IPv6: Still "beta" quality

Over the last month or so, I've been playing with Internode's IPv6 offering. My platform of choice is my Linux-based gateway.

I'm fast coming to the conclusion that IPv6 just isn't ready for prime-time yet. Support in some of the key components is unstable, and feels rushed.

PPPD, the daemon used to facilitate an ADSL connection for example, doesn't set a default IPv6 route when the "defaultroute" option is specified. Of course, it works for IPv4. To get a default route when the connection is brought up, you need to employ scripting that should really be unnecessary.

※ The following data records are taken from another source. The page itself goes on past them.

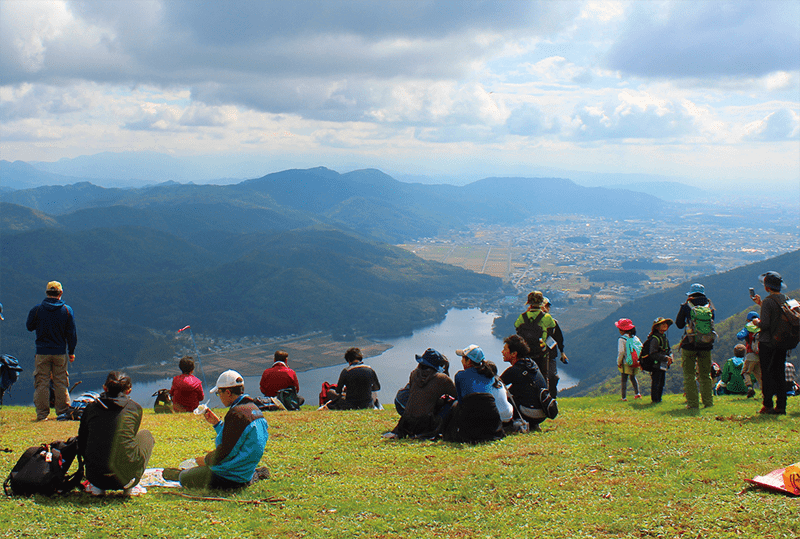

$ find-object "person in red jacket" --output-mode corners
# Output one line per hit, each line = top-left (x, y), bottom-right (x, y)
(259, 350), (300, 397)
(169, 356), (206, 412)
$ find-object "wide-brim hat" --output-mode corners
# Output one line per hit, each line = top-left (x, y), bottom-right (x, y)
(456, 344), (486, 364)
(686, 283), (706, 296)
(211, 370), (244, 393)
(614, 318), (636, 331)
(653, 316), (674, 330)
(758, 271), (786, 290)
(415, 348), (446, 372)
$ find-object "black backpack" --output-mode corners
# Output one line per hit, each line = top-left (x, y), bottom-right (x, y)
(772, 298), (800, 350)
(517, 311), (546, 360)
(0, 354), (22, 405)
(3, 436), (83, 496)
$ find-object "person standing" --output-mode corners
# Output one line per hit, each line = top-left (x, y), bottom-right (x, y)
(675, 283), (715, 410)
(542, 297), (569, 399)
(614, 318), (642, 401)
(26, 281), (78, 421)
(753, 271), (788, 415)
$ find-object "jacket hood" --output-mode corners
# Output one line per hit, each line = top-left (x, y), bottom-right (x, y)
(42, 298), (64, 311)
(411, 366), (439, 387)
(97, 392), (131, 410)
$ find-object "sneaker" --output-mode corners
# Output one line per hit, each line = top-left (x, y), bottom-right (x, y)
(122, 485), (147, 496)
(86, 482), (106, 496)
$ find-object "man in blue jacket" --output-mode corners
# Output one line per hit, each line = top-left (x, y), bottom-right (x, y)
(178, 370), (268, 489)
(26, 281), (78, 421)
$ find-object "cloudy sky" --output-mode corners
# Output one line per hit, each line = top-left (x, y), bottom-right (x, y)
(0, 0), (800, 187)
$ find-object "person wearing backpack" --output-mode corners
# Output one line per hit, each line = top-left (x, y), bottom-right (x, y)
(614, 318), (642, 401)
(78, 371), (155, 496)
(640, 316), (673, 403)
(753, 271), (796, 415)
(514, 290), (556, 373)
(736, 311), (764, 399)
(675, 283), (716, 410)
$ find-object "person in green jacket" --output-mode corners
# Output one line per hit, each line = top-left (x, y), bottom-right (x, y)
(714, 344), (752, 395)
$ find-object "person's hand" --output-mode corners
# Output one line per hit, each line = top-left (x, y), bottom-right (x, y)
(203, 408), (219, 427)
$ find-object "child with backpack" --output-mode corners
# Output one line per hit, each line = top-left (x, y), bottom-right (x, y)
(642, 316), (672, 403)
(614, 318), (642, 401)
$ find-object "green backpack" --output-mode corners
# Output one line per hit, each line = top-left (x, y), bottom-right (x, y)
(685, 301), (717, 346)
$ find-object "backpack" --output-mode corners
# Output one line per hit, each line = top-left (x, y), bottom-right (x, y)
(517, 311), (547, 360)
(639, 333), (656, 372)
(625, 335), (642, 368)
(277, 387), (300, 411)
(685, 300), (717, 346)
(56, 391), (100, 421)
(772, 298), (800, 350)
(0, 354), (22, 405)
(3, 436), (83, 496)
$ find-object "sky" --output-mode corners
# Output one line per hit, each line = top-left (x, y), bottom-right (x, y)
(0, 0), (800, 188)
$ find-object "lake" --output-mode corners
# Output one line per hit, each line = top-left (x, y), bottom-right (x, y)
(126, 309), (578, 408)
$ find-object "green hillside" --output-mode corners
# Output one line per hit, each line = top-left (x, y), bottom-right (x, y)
(0, 395), (800, 539)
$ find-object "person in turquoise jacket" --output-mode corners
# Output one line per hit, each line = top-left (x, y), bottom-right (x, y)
(178, 370), (269, 489)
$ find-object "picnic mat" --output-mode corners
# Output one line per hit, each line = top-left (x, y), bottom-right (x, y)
(745, 464), (800, 496)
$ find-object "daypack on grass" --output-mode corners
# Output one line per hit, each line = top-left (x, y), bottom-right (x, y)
(3, 436), (83, 496)
(0, 354), (22, 405)
(772, 299), (800, 350)
(625, 335), (642, 368)
(517, 311), (547, 360)
(684, 300), (717, 346)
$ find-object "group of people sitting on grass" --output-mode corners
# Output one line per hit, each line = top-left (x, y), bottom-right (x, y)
(614, 271), (800, 415)
(78, 370), (268, 496)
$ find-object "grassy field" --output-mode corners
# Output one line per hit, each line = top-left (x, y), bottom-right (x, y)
(0, 395), (800, 538)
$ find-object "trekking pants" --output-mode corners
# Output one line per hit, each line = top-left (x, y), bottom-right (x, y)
(33, 354), (70, 419)
(681, 348), (714, 408)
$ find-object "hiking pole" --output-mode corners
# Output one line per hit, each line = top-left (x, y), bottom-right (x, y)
(178, 326), (208, 387)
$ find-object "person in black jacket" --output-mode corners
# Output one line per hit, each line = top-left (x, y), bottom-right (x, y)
(675, 283), (714, 410)
(78, 371), (155, 496)
(753, 271), (787, 415)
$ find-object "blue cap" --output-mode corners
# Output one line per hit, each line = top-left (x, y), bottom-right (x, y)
(415, 348), (447, 372)
(686, 283), (706, 296)
(456, 344), (486, 364)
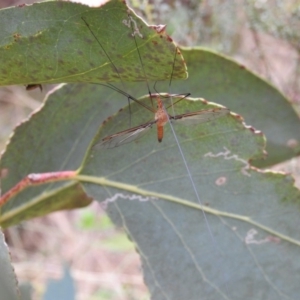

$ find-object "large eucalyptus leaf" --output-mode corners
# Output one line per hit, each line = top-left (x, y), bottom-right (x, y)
(78, 96), (300, 300)
(0, 0), (186, 85)
(0, 81), (300, 300)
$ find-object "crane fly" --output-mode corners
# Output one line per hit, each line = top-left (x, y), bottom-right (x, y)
(95, 94), (230, 149)
(82, 16), (229, 148)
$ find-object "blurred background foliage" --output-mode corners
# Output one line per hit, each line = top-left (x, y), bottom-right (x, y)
(0, 0), (300, 300)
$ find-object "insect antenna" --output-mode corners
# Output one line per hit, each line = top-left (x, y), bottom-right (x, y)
(128, 15), (153, 107)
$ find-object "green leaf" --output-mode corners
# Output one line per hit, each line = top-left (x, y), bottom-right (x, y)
(0, 81), (300, 300)
(0, 0), (186, 85)
(78, 95), (300, 300)
(0, 231), (20, 300)
(171, 48), (300, 167)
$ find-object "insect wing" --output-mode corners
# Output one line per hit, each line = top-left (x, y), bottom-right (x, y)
(170, 107), (230, 125)
(95, 121), (155, 149)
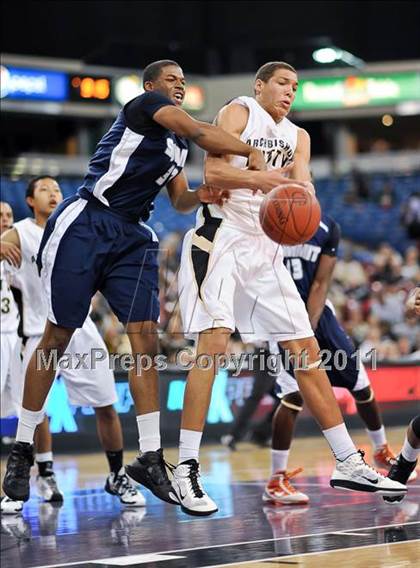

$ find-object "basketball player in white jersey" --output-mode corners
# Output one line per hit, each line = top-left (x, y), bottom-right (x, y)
(1, 180), (145, 510)
(173, 62), (406, 514)
(0, 201), (23, 514)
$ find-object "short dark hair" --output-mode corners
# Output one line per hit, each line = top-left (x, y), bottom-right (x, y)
(25, 175), (57, 201)
(143, 59), (181, 87)
(255, 61), (297, 83)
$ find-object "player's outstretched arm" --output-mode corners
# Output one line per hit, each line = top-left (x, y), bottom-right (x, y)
(290, 128), (315, 194)
(204, 103), (304, 193)
(405, 286), (420, 317)
(166, 171), (229, 213)
(153, 105), (266, 170)
(0, 228), (22, 268)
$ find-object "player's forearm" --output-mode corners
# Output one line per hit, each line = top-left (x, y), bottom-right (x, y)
(204, 158), (258, 190)
(189, 122), (254, 158)
(172, 189), (200, 213)
(306, 282), (328, 331)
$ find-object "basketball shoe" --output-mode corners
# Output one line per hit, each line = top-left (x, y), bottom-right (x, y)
(36, 462), (64, 503)
(373, 444), (417, 481)
(330, 450), (407, 495)
(263, 468), (309, 505)
(0, 496), (23, 515)
(3, 442), (34, 501)
(125, 448), (179, 505)
(104, 468), (146, 507)
(172, 459), (218, 516)
(383, 454), (417, 503)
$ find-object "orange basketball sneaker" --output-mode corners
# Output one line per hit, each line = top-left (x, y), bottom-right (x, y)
(373, 444), (417, 481)
(263, 467), (309, 505)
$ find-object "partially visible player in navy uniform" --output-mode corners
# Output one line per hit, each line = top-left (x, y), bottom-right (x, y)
(264, 215), (406, 504)
(3, 60), (298, 503)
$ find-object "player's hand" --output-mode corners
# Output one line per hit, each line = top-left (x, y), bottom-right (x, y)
(197, 184), (230, 206)
(248, 148), (267, 172)
(406, 287), (420, 316)
(0, 241), (22, 268)
(254, 163), (309, 193)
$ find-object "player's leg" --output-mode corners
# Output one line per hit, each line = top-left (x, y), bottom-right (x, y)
(34, 416), (63, 503)
(173, 328), (231, 515)
(247, 246), (406, 492)
(263, 384), (309, 505)
(3, 196), (99, 501)
(384, 414), (420, 503)
(95, 404), (146, 507)
(221, 348), (274, 450)
(60, 317), (145, 507)
(126, 321), (178, 505)
(0, 333), (23, 515)
(173, 226), (238, 515)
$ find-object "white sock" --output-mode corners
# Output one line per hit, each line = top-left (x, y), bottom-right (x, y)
(366, 426), (386, 450)
(16, 407), (45, 444)
(35, 452), (53, 463)
(271, 450), (290, 475)
(322, 422), (357, 461)
(136, 411), (161, 453)
(178, 428), (203, 463)
(401, 436), (420, 462)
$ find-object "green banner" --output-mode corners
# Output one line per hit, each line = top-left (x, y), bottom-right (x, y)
(293, 71), (420, 110)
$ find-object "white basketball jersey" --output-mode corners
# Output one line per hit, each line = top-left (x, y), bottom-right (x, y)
(197, 96), (298, 234)
(12, 217), (48, 337)
(0, 260), (19, 333)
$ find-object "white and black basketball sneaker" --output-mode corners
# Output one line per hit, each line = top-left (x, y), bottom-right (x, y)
(125, 448), (179, 505)
(36, 472), (64, 503)
(330, 450), (407, 495)
(104, 468), (146, 507)
(0, 495), (23, 515)
(172, 459), (218, 516)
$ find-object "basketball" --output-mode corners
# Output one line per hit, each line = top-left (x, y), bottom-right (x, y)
(260, 187), (321, 245)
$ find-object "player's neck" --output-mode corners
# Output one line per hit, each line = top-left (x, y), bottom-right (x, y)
(34, 212), (48, 229)
(255, 97), (285, 124)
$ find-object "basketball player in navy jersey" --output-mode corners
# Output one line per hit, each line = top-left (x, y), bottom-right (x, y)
(263, 214), (416, 504)
(3, 60), (302, 504)
(384, 286), (420, 503)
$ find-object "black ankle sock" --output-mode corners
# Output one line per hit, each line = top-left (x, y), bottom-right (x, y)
(36, 461), (54, 477)
(105, 450), (123, 473)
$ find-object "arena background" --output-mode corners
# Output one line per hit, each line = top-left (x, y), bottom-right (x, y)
(1, 1), (420, 451)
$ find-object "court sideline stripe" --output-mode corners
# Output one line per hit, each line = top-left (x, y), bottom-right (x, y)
(206, 540), (420, 568)
(32, 521), (420, 568)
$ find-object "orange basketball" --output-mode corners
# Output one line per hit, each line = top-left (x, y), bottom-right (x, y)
(260, 187), (321, 245)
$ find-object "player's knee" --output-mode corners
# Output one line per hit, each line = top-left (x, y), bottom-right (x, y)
(42, 322), (74, 356)
(281, 391), (303, 412)
(197, 328), (231, 355)
(95, 404), (118, 422)
(351, 386), (374, 404)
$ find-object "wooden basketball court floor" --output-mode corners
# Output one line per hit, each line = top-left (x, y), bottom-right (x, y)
(1, 428), (420, 568)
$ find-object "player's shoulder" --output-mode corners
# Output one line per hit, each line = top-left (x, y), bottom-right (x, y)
(296, 126), (311, 144)
(216, 97), (249, 128)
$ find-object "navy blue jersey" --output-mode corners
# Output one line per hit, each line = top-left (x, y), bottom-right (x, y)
(283, 215), (340, 302)
(78, 91), (188, 221)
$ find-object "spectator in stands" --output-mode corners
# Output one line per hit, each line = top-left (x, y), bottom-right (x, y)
(334, 249), (368, 291)
(401, 191), (420, 239)
(371, 282), (405, 325)
(401, 246), (420, 282)
(376, 181), (395, 209)
(372, 243), (402, 282)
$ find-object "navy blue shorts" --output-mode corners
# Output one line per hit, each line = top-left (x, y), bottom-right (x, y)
(37, 195), (159, 328)
(278, 306), (369, 394)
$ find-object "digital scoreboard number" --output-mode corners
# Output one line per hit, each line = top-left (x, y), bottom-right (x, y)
(69, 75), (112, 103)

But it gets worse. There's currently three DHCPv6 clients you can use to pick up your IPv6 prefix from your ISP: KAME's DHCPv6, Wide-DHCPv6-Client, and Dibbler-Client. KAME's client appears unmaintained (and isn't even packaged in Debian). The Wide client works, but is terribly unstable, requires regular restarts, and doesn't support DNS updates (a.k.a. "FQDNv6"). And the Dibbler client can't split your prefix up.

If you were planning to hand out addresses using DHCP (as opposed to using the auto-generated ones from RA), Wide's DHCPv6 server is about as stable as their client. The logging facilities are terrible -- you either get nothing, or everything spewed out into your syslog.

If your DHCPv6 server or client bombs out on your gateway, the result is generally, your access to the IPv6-Internet drops.

IPv6 has a long way to go if we ever hope to get mainstream use.